Summer's rolled around, and I've started (verrry slowly) to catch up on some reading of books that were given to me for Cristmas. I doubt that I would have picked up either of these books on my own, but the great thing about getting books as gifts is that you get to read something that you might not have otherwise.

Baldacci's Hour Game is a more straightforward murder-mystery, while Crichton's State of Fear is of the murder-that-exposes-larger-conspiracy subgenre, of which the Da Vinci Code is probably the most obvious recent example.

Because Baldacci keeps things relatively simple, the book was perhaps more fun and rewarding. My enjoyment was probably helped along by the fact that the action centered on a smallish Virginia town south of Charlottesville (I spent a couple of years in C'ville attending the University of Virginia). There were plenty of twists and diversions to keep the story interesting and the chapters written from the serial killer's point of view helped sustain the suspense of the story. My only complaint is that the hero characters seemed kind of 2-dimensional. Since I haven't read Baldacci's Split Second (to which Hour Game is a kind of sequel), I didn't feel that I had enough back-story to relate very well to the protagonists. Still this was an enjoyable read overall.
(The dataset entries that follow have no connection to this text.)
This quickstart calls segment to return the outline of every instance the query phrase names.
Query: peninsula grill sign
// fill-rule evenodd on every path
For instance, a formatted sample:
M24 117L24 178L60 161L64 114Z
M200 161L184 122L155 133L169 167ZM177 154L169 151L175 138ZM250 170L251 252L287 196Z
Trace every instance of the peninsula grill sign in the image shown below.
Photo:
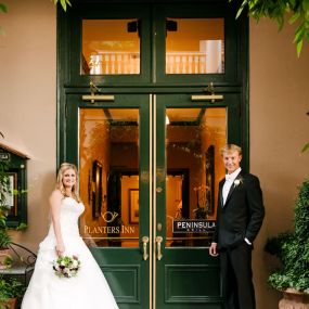
M173 220L172 232L173 233L207 233L213 232L216 228L215 220L205 219L181 219Z

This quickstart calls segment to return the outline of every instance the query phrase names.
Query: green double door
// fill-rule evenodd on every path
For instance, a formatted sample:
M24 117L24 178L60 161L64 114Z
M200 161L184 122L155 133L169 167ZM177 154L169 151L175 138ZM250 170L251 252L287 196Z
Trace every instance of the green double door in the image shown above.
M208 245L220 147L239 142L239 94L215 103L188 93L106 100L67 95L62 159L79 167L80 233L119 308L222 308ZM203 224L185 226L193 220Z

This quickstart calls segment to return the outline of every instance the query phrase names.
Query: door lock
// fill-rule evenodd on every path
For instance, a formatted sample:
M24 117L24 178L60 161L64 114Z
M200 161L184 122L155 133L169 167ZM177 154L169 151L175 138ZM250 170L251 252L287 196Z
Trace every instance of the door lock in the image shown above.
M150 242L150 239L147 236L142 237L143 242L143 259L147 260L149 255L147 255L147 243Z
M155 241L156 241L156 246L157 246L157 255L156 255L156 258L157 260L160 260L163 258L163 255L162 255L162 242L163 242L163 237L162 236L156 236L155 237Z

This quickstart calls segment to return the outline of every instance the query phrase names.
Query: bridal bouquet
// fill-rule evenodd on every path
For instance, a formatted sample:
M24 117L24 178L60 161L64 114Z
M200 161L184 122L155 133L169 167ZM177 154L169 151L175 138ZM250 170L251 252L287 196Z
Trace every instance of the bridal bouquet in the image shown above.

While Michael Crichton certainly knows how to tell a story, State of Fear mostly just made me grumpy. Throughout the book, Crichton bludgeons the reader with his skepticism of global warming. He goes so far as to provide footnoted references for the clever things some of his characters say to refute one or another aspect of the global warming theory. Not that I have any problem with footnotes in fiction, but nowhere in the book does Crichton support any of the pro-global warming arguments. Based on this novel, it would appear that global warming has no basis in science whatsoever, when in fact, global warming is widely accepted as theory.

The story? Yeah it was interesting enough as a thriller/mystery, I guess, but just a bit outrageous for me.